The foundation of any good quality system or organisation is largely based in the quality of initial and recurrent training.
Motorcycling is no exception, however there might be a flaw in the structured training of an individual rider, in that, although the initial instruction from a riding school or individual instructor may be comprehensive and may raise the skill levels of a student rider to the point at which they might pass the test, there is no provision or obligation for a rider to undergo further or advanced training thereafter, neither, in many areas, is there a requirement to undergo recurrent training or testing.
When a rider demonstrates poor riding practices it may be perceived, especially in a newly qualified rider, that there was a deficiency in the standard of rider training. The counter argument to this is that when a rider leaves the training environment, they are free to do as they see fit and are uncontrolled by the instructors, therefore the blame is with the rider who is ignoring the training and prior road sense advice.
Whilst there may be incidental examples of poor training, for the most part the standard is quite high and the local state or national testing facilities provide the practical test standards and framework to regulate the training providers.
Regardless of the type of activity, without practice, the performance level will drop.

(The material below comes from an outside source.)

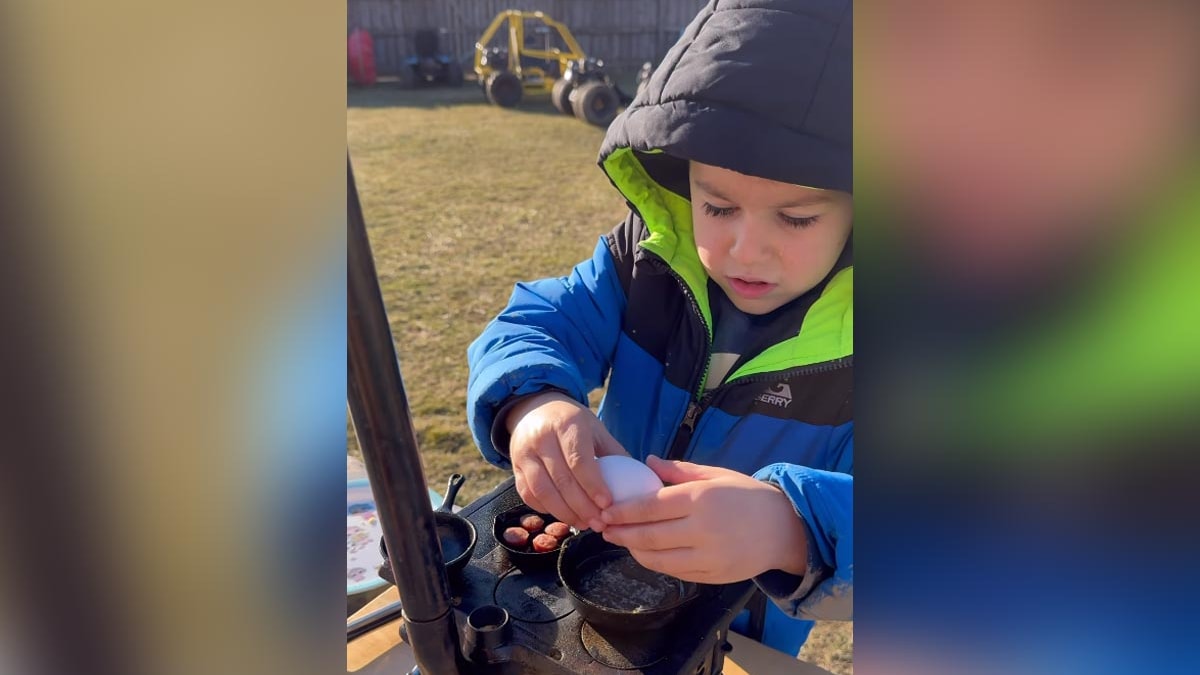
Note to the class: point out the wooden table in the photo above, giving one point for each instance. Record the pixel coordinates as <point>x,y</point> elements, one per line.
<point>382,652</point>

Without recurrent training and testing there is no standard to gauge current performance.
Motorcycle riders on the whole do tend to have a greater awareness of their environment and the hazards that are presented on the roads and in most cases do portray decent riding standards. However, there are a large percentage of motorcycle accidents that have been caused either by rider error or bad practice or that the rider was unable to anticipate and avoid a potential hazard that was presented before them.
There are many influences that a rider faces, be that printed, internet or broadcast media that would tend to lead a rider to riding beyond their existing skill capability or not to factor in hazard perception and sometimes the rider just adopts other methods and forgets the original practices or is influenced by other rider’s bad practices and advice.
Every rider, regardless of riding experience, will at some point ‘deviate from centre’ and it is recurrent training that will ‘re-educate‘ a rider in road and rider skills.
However, they must be in a position to want to learn. There has to be an acknowledgement by the rider that they could benefit from further training and that any kind of training is beneficial even if it only reinforces what is already known.
On a daily basis, the emergency services deal with so called accidents on the road, however the reality is that in the vast majority of cases, at some point there has been human error that has caused the accident, hence why these are now more commonly referred to as road traffic incidents.
Motorcycle accidents are no exception. Any rider may have an accident at any stage, however, good riding skills and good road sense will reduce the probability of being involved in an incident. Riding a motorcycle requires a different set of skills and the crucial factors affecting the stability of the rider and bike are much more varied and acute.
By undergoing further training or advanced training, by adopting a safer riding mentality and by riding within a rider’s skill set, these will be the most productive tools to avoid being involved in an accident or incident.